The problem is as follows:
A porcelain jar is filled with a set of sphere candies. The baker made them in a peculiar condition, so that one half of the ball shaped candy has a color different from its other half. $24$ of those candies has one side colored blue (due a blueberry flavor) and the other half is colored green (due a pear flavor), $30$ has one half green and the other half red (due strawberry flavor), $28$ has one half red and the other white (due mint flavor), $40$ has one half white and other half orange (due orange flavor) and $35$ candies has one half orange and the other half blue. How many of these candies must be taken out from the jar at random and at least to affirm that $7$ candies share the same color?. (Assume that you are not allowed to have a peek inside the jar).

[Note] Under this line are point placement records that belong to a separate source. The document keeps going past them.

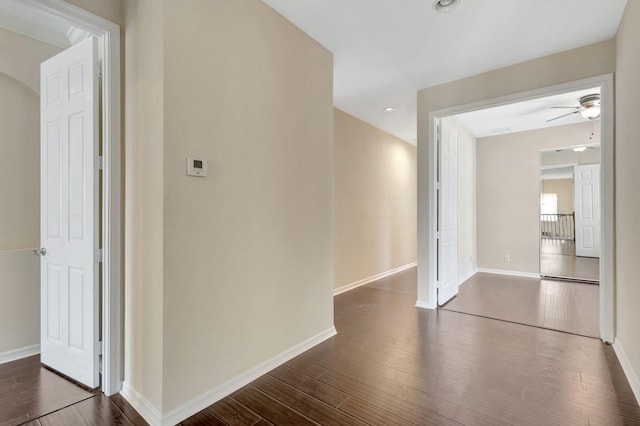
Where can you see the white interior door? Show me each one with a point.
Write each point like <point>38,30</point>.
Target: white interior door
<point>587,208</point>
<point>448,215</point>
<point>69,125</point>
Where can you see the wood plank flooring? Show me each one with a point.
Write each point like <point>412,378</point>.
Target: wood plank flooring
<point>558,259</point>
<point>30,394</point>
<point>394,364</point>
<point>558,305</point>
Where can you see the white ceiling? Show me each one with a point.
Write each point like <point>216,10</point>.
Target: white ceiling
<point>526,115</point>
<point>385,51</point>
<point>18,16</point>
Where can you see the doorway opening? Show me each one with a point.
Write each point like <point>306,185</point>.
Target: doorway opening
<point>506,258</point>
<point>570,211</point>
<point>60,25</point>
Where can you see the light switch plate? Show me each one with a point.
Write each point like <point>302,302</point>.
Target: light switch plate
<point>196,167</point>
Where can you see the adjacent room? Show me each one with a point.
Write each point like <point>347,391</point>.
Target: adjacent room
<point>522,208</point>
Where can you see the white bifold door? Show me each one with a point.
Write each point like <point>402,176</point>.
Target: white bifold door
<point>69,114</point>
<point>448,214</point>
<point>587,209</point>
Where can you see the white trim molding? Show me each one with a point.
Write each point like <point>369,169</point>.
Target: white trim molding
<point>423,305</point>
<point>632,375</point>
<point>373,278</point>
<point>203,401</point>
<point>141,405</point>
<point>510,273</point>
<point>16,354</point>
<point>466,277</point>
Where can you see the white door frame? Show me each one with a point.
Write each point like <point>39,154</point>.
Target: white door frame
<point>108,35</point>
<point>429,287</point>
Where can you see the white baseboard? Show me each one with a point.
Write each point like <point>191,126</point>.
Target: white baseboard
<point>373,278</point>
<point>511,273</point>
<point>632,375</point>
<point>141,405</point>
<point>466,277</point>
<point>423,305</point>
<point>20,353</point>
<point>203,401</point>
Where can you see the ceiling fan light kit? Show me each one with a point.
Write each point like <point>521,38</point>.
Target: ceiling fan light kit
<point>589,108</point>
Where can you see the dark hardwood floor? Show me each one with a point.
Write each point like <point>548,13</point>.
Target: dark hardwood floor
<point>394,364</point>
<point>32,395</point>
<point>571,307</point>
<point>558,259</point>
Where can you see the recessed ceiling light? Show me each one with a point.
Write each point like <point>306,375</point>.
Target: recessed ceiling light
<point>501,130</point>
<point>445,6</point>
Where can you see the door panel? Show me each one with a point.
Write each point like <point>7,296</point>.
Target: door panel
<point>587,207</point>
<point>69,115</point>
<point>448,215</point>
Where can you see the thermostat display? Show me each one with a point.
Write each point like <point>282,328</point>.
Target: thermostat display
<point>196,167</point>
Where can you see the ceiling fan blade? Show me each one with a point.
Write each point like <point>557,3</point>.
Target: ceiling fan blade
<point>564,115</point>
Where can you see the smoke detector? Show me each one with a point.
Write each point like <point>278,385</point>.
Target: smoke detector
<point>445,6</point>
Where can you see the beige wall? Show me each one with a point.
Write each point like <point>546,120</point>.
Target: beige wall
<point>627,178</point>
<point>228,271</point>
<point>588,61</point>
<point>564,189</point>
<point>20,59</point>
<point>509,194</point>
<point>113,10</point>
<point>144,192</point>
<point>374,201</point>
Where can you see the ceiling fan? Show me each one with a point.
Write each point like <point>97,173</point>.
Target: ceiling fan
<point>589,108</point>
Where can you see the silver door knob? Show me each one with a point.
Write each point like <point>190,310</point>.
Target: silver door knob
<point>40,252</point>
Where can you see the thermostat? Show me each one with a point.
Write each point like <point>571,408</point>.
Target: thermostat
<point>196,167</point>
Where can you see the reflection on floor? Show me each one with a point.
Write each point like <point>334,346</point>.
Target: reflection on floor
<point>31,395</point>
<point>28,391</point>
<point>558,259</point>
<point>394,364</point>
<point>557,305</point>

The alternatives given on the source are:
$\begin{array}{ll} 1.&\textrm{13}\\ 2.&\textrm{14}\\ 3.&\textrm{15}\\ 4.&\textrm{16}\\ \end{array}$
For this particular problem I'm very confused as I don't understand the phrase from the passage "to affirm that 7 candies share the same color". Does it mean should I count other colors whose one half also coincides with the first group?.
Before to explain what I tried to do to solve this problem I must say that I'm aware that in such kinds of situation when there is some uncertainty about something the procedure is to assume the most difficult to happen scenario or event and from then on rulling out possibilities until we can assure that our next pick will guarantee what we need.
But in different examples I have seen and are well documented they do show this for objects which share entirely one color or shape. But what to do if they have split colors?
Should I understand that they ask to match the identical ones or match the objects (the candies in this case) which have the same set of colors i.e red and white, with ones which one side red and other which have the other have white, but may have its opposing side with a different color?. Can somebody clarify this for me?
In my attempt to solve this problem what I tried to do was this:
Since they ask for $7$ candies, then the hardest possibly to happen scenario might be:
$\textrm{6 white and orange} +\\ \textrm{6 green and red} + \\ \textrm{1 of any of the remaining group}\\ \textrm{(could be blue and green or red and white or orange and blue)}$
But this is kind confusing shall I count the other half as color to meet the asked condition for 7 candies sharing the same color?.
I hope somebody can help me with this riddle. Supposedly the answer is $16$ but I don't know how to get there. But more importantly how to justify it?.